2. Berbicara tradisi membatik, pada mulanya batik merupakan tradisi yang turun-temurun dari
masyarakat Jawa. Boleh jadi, terkadang untuk suatu motif dapat dikenali berasal dari batik
keluarga tertentu. Beberapa motif batik dapat menunjukkan status seseorang. Bahkan sampai
saat ini, beberapa motif batik tadisional hanya dipakai oleh keluarga Keraton Yogyakarta dan
Surakarta. Adapun batik Cirebon bermotif mahluk laut dan pengaruh Tionghoa.
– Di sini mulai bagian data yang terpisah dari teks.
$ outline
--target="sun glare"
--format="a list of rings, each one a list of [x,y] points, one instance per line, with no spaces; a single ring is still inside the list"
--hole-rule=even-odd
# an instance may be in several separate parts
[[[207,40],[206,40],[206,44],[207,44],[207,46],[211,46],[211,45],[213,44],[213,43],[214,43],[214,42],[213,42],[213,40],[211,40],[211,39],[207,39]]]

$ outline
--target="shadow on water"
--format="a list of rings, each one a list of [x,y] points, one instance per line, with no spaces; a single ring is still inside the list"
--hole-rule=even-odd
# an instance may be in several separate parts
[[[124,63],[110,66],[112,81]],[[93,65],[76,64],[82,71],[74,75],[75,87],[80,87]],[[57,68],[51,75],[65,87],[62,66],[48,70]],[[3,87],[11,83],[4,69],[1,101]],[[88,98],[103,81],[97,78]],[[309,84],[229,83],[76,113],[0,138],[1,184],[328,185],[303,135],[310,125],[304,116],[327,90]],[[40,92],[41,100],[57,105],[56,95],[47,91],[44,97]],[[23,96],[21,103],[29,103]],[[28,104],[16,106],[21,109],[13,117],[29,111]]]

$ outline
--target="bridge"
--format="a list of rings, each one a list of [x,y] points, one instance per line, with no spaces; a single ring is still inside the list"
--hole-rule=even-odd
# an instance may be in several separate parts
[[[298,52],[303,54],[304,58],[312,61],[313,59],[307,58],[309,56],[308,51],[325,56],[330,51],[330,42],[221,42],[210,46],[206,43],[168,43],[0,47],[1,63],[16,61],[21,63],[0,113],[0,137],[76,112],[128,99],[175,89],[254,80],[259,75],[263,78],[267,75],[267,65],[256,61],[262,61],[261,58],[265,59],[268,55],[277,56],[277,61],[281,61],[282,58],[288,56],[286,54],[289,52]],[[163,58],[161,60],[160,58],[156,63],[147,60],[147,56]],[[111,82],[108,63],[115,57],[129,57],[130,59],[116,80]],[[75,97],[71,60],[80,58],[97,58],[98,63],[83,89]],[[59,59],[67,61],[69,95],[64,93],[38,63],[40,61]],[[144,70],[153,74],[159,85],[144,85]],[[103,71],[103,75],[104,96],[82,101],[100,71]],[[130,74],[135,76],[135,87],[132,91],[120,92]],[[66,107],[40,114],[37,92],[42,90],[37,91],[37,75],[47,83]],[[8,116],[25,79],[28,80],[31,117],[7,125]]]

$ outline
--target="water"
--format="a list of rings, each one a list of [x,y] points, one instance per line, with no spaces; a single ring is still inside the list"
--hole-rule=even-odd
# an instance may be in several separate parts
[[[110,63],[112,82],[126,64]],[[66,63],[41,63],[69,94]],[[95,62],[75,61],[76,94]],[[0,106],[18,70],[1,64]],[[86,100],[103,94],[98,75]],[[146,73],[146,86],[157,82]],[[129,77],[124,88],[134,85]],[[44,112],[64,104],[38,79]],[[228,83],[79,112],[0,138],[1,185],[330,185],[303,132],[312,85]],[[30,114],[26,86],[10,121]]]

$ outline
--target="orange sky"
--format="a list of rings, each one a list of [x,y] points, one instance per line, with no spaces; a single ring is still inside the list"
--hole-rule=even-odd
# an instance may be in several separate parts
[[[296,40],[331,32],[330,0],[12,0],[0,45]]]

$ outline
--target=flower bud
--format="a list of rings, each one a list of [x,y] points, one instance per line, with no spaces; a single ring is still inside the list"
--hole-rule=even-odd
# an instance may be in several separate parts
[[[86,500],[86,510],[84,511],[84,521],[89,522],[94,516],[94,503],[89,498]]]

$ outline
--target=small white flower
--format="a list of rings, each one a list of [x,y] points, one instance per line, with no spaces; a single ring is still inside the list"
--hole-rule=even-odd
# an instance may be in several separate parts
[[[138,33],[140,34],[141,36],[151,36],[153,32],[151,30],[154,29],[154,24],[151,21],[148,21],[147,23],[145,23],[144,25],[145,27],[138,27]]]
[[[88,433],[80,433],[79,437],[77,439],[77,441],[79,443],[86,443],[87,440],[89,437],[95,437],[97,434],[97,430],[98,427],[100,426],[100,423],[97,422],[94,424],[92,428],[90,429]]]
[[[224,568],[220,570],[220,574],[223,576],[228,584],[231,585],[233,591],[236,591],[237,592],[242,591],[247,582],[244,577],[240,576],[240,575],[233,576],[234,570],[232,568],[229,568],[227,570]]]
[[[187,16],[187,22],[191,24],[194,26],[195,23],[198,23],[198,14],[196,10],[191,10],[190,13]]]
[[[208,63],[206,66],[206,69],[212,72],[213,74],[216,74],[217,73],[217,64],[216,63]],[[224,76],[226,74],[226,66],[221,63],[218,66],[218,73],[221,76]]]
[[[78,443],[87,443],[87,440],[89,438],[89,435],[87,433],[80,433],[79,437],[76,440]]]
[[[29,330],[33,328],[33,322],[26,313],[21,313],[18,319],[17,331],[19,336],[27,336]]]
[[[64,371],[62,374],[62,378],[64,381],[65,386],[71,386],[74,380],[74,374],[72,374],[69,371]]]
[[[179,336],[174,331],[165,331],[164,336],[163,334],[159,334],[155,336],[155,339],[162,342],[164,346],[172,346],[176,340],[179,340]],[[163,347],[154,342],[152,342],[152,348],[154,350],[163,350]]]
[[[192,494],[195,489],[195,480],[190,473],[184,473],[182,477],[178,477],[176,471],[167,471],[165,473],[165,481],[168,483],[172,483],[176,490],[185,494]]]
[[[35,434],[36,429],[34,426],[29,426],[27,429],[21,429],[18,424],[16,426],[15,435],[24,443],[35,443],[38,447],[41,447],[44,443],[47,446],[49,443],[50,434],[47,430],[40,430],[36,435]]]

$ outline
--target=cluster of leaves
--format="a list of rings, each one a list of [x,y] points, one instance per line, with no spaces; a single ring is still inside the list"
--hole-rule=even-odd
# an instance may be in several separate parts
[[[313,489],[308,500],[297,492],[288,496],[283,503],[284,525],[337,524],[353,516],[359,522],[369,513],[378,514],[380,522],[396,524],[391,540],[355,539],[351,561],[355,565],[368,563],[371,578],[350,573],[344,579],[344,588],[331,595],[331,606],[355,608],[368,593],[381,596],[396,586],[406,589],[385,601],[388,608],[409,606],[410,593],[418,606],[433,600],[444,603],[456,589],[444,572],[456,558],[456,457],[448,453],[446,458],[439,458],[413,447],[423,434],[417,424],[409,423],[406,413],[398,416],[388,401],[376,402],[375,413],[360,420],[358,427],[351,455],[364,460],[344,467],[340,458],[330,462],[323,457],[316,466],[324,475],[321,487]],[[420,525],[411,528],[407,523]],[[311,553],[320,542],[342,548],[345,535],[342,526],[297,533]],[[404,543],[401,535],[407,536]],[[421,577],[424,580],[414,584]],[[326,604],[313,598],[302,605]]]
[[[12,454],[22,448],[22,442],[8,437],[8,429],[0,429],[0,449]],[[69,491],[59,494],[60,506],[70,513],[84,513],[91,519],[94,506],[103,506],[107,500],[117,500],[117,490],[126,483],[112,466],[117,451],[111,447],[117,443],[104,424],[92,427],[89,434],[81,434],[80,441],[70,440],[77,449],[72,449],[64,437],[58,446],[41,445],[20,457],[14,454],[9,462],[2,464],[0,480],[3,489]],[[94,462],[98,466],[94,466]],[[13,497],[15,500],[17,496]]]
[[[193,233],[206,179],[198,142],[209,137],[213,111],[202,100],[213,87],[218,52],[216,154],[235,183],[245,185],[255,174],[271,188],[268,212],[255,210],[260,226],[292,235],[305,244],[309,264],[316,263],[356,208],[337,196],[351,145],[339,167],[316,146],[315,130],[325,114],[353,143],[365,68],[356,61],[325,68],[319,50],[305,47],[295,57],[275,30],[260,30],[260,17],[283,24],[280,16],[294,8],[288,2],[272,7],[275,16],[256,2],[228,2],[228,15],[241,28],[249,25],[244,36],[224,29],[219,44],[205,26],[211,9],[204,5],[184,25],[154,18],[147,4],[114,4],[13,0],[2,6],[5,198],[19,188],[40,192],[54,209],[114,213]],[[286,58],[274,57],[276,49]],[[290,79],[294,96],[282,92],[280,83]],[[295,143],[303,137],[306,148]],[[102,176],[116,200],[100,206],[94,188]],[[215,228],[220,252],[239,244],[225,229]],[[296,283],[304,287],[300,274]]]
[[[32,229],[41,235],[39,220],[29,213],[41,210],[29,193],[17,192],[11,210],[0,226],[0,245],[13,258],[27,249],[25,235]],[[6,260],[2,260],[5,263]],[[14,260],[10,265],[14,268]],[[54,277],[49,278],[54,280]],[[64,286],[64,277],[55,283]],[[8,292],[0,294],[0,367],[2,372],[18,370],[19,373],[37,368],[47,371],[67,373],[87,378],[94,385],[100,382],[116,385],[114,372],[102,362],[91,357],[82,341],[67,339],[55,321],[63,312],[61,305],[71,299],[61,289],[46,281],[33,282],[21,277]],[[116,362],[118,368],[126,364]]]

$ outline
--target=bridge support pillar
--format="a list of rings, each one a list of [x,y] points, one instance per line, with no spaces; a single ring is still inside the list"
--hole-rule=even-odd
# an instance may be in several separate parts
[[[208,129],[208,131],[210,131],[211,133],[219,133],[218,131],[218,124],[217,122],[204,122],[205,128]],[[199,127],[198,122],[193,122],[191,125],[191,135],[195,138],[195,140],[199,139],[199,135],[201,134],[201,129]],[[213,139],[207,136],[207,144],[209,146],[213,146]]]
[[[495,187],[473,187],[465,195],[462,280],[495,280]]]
Dalam sejarah Indonesia, batik kemudian menjadi busana yang dikenakan oleh para tokoh,
mulai dari masa sebelum kemerdekaan hingga sekarang. Di awal tahun 80-an, dalam diplomasi
ke luar negeri, Presiden Soeharto mengatakan batik sebagai warisan nenek moyang Indonesia,
terutama masyarakat Jawa yang hingga kini dikenakan oleh berbagai kalangan dan usia.
Dengan pengakuan UNESCO dan ditetapkannya Hari Batik Nasional pada 2 Oktober semakin
menempatkan batik tak hanya budaya Indonesia, tapi jati diri dan indentitas bangsa.